The hypocrisy isn’t subtle anymore. Fans are tired of watching so-called “female-led” films that still find ways to objectify women. Thamma’s marketing may shout “strong woman superhero”, but critics are asking: strong for whom?
When the camera ogles more than it observes, empowerment turns into parody. And fans, especially women, have had enough.



🔥 4. Lokah’s Quiet Revolution

Meanwhile, Lokah didn’t have a massive budget, a big release, or a PR army. What it had was integrity. It didn’t pretend to be progressive — it just was. Its female superhero wasn’t dressed for the male gaze, she wasn’t cracking jokes at queer people’s expense, and she didn’t need a male co-star to “complete” her arc. Fans saw that sincerity and crowned Lokah as the real deal.



💥 5. Thamma’s Risky Trap — Style Over Substance

Thamma is flashy, funny, and full of meta-humour — but sometimes, it feels like it’s laughing at the very audience it’s trying to impress. Fans argue that Maddock’s tone-deaf humour — often mocking marginalised groups under the guise of “fun” — keeps betraying its own themes. The result? A film universe that claims to be woke but keeps hitting snooze.



🧨 6. The Fan Divide: culture vs Commerce

The internet has split right down the middle. Team Thamma says it’s all entertainment — “chill, it’s a diwali film.”
Team Lokah replies: “Cinema is culture — and culture has consequences.”
While one side cheers for box-office fireworks, the other is holding the industry accountable for the smoke it leaves behind.

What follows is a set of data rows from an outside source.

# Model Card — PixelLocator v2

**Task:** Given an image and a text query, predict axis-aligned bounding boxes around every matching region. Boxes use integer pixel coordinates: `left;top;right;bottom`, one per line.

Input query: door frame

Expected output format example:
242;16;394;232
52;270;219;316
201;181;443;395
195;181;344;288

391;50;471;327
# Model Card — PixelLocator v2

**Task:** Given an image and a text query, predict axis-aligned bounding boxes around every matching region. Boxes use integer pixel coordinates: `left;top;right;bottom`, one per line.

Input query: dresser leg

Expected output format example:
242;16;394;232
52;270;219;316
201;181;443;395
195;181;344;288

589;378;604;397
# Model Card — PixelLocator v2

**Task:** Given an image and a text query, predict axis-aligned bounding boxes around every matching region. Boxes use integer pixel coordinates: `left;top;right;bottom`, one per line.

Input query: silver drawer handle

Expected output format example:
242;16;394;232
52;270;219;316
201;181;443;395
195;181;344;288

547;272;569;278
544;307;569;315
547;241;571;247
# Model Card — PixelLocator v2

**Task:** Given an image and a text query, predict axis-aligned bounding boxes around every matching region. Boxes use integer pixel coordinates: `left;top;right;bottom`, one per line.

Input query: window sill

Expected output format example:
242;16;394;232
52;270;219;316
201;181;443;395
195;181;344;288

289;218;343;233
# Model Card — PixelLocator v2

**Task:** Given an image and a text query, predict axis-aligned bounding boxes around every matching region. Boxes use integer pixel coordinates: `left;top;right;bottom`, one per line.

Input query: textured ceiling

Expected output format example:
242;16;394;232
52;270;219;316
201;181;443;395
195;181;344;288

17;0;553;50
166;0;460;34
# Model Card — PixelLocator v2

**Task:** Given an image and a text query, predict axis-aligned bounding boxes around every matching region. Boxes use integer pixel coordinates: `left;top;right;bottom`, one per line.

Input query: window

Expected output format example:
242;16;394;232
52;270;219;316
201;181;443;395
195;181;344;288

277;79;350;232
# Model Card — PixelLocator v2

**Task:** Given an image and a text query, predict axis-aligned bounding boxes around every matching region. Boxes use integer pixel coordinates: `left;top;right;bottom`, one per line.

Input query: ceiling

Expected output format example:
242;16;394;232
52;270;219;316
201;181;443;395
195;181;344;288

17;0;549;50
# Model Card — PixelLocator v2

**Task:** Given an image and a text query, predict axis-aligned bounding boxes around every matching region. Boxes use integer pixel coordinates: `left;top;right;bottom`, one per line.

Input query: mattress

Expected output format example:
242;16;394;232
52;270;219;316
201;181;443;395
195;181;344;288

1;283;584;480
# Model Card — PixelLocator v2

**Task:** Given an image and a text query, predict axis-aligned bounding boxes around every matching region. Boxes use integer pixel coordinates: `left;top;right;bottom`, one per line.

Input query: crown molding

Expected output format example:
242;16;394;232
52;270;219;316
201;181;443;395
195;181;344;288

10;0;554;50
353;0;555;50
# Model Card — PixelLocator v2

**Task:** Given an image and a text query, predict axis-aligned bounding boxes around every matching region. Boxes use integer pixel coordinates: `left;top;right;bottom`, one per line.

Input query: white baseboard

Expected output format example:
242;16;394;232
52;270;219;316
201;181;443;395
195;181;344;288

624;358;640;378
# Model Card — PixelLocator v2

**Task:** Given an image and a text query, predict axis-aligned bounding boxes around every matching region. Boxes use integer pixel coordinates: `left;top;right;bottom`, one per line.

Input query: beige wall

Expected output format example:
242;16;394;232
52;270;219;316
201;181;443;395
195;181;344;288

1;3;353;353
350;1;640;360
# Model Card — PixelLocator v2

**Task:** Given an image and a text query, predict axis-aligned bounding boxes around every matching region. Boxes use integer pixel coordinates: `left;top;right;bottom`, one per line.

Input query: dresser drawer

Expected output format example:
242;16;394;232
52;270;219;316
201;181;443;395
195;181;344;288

⚡ 7. The Verdict — Superheroes Don’t Need Capes, They Need Convictions

In the end, this battle isn’t about special effects or star power — it’s about ethics in storytelling. Lokah fought patriarchy. Thamma, unintentionally, might be fuelling it.
And that’s the bitter irony of modern Bollywood: when the real villain isn’t the monster on screen, but the mindset behind the camera.